Fala sério… quem vive sem o Pix?
Tem coisa mais prática do que mandar dinheiro com um clique? O Pix virou a varinha mágica do brasileiro moderno — resolve da feira ao aluguel, do pagamento da diarista à encomenda do vinho argentino. Em Foz do Iguaçu, então, virou passaporte. A façanha agora é internacional: em Ciudad del Este e Puerto Iguazú, o QR Code fala português com sotaque de fronteira. Lojas, câmbios, feirinhas e até free shops aceitam Pix de turistas brasileiros, com conversão automática para guarani ou peso. Basta apontar a câmera do celular e tcharam: perfume, eletrônico e até doce de leite, tudo no débito. Nunca mais levei a carteira para passear.
Uma ponte chamada QR Code
Enquanto esse povo discute integração há décadas, o Pix resolveu a parada na prática. Em plena tríplice fronteira, os pagamentos cruzam o rio e as aduanas com fluidez. Em Ciudad del Este, 70% das vendas para brasileiros já são feitas por Pix. Em Puerto Iguazú, até os alfajores se renderam. O mais curioso? O sistema nem foi oficialmente internacionalizado — é o famoso “jeitinho legalizado”, Resultado: mais segurança, menos filas, e aquele velho costume de esconder dinheiro na meia, sutiã e cueca, vai perdendo espaço. O Pix, “sem querer, querendo”, construiu a ponte mais funcional da América Latina. E vai ver é por isso o Donald Trump odeia a ideia.

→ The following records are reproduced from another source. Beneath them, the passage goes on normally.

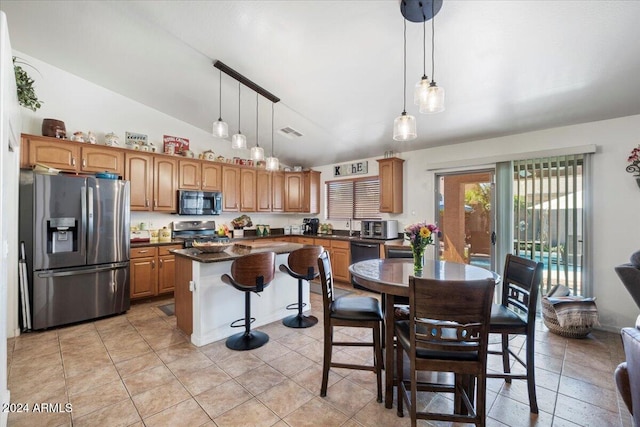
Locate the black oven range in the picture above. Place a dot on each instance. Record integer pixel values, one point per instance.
(198, 231)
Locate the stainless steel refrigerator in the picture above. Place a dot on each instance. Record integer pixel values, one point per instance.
(76, 233)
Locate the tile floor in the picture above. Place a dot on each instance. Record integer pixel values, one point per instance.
(139, 370)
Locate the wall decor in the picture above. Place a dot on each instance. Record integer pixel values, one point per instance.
(179, 144)
(356, 168)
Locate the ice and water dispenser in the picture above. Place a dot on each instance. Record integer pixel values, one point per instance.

Enfim, chegamos à quarta-feira
Metade da semana e tudo indica que novos embates ainda vão roubar a cena. Haja maracujá, erva-cidreira e capim-santo para acalmar os ânimos dos mais exaltados. Este colunista prefere acreditar que, no fim das contas, ainda vai dar tudo certo — apesar da insistente Lei de Murphy. A propósito, ouvi uma aberração recentemente: alguém disse a uma turma de alunos que Edward A. Murphy era uma figura medieval. Pelo amor… era engenheiro aeroespacial! E já que estamos falando em absurdos, ele também dizia que o melhor jeito de espremer limão no peixe sem deixar respingar nos olhos… é colocar um pedaço de peixe em cada olho. Bom dia!